The clock was ticking down ever faster, with Greece due to repay billions of euros in early July, and the International Monetary Fund (IMF) warning it will not cough up without new money on the table.

Juncker's finance minister, Luc Frieden, said "the goal is really to have a solution by the end of this month."

He said: "I'm not sure that we'll find a solution next week, but within the next two weeks."

Germany and the ECB have been at loggerheads over how much to ask banks, pension funds and insurers to stump up by way of a "rollover" or any more radical restructuring of Greece's 350-billion-euro ($500 billion) debt mountain.

The latest, 105-billion-euro-plus attempt to rescue Greece's finances hinges on to what extent private investors can be forced to accept new terms on old debts before getting their money back from Athens.

"It's not only Germany and the ECB," Frieden said when asked if the main protagonists had patched up differences.

"With all private sector involvement, we have to be very careful to make sure it does not create a credit event (de facto default)... that it does not carry the risk of contagion to other countries," he added.

Of a Dutch threat to refuse to cough up taxpayers' money unless the private sector stumps up one third of the full package, he said of the proportion considered feasable: "It's much too early to say, we are in the midst of a process of discussion and we will see."

Greece's debts equate to more than its entire economy produces in 18 months, and ECB fears that forcing private investors to help out could see the credit ratings agencies deem Athens to be in default, a huge risk for the eurozone.

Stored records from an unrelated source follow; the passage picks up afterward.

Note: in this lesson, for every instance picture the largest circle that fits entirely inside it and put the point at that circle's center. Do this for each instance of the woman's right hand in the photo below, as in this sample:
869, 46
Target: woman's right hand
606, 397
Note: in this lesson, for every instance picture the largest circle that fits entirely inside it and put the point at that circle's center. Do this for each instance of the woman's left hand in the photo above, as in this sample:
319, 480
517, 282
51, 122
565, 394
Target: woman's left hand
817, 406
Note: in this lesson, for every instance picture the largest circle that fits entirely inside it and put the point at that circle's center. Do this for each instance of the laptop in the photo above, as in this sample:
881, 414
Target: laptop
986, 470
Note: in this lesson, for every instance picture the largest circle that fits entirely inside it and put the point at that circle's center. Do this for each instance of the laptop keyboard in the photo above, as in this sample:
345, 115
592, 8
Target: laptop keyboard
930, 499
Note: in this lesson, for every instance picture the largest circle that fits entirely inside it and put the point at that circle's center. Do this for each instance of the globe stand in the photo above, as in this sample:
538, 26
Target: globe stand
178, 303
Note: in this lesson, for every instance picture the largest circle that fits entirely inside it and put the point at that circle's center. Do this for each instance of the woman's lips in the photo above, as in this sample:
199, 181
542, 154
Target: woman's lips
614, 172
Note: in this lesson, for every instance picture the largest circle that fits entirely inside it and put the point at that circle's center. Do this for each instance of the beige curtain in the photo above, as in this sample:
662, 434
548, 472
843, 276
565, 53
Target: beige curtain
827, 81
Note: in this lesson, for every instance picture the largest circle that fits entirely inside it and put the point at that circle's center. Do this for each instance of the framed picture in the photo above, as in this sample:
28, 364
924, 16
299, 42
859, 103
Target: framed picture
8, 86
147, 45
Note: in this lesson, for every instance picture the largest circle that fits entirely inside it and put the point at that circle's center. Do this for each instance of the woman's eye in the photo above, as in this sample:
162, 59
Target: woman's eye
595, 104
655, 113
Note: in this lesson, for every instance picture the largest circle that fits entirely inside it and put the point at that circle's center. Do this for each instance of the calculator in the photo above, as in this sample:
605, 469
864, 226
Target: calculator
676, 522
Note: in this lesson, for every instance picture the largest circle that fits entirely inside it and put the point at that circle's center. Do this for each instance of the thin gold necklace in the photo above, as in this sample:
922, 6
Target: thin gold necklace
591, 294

Standard & Poor's on Monday slashed Greece's credit rating to the lowest in the world, virtually default status -- sending the yield on 10-year Greek bonds spinning to a record high of 17.175 percent as the talks began.

Backing Schaeuble and Dutch Finance Minister Jan Kees de Jager's hardline stance, Austrian Finance Minister Maria Fekter said "we can't leave the profits in the hands of the banks and the losses in the hands of taxpayers."

Barely a year after a 110-billion-euro first bailout, Belgian Finance Minister Didier Reynders has said the latest plan will need more than 80 billion euros of international funding and Greek state sell-offs, plus another 25 billion euros from the private sector.

Often a reliable guide to negotiations throughout a debt crisis that has also seen Ireland and Portugal need bailouts, Reynders said banks had to "maintain their exposure to Greek debt over the next few years."

The incoming ECB chief, Italy's Mario Draghi, told a European Parliament confirmation hearing on Tuesday: "We know how to manage the bankruptcy of a company, we have just learned -- and I am not sure learned completely -- how to manage the default of a bank... We haven't yet learned how to manage a sovereign default."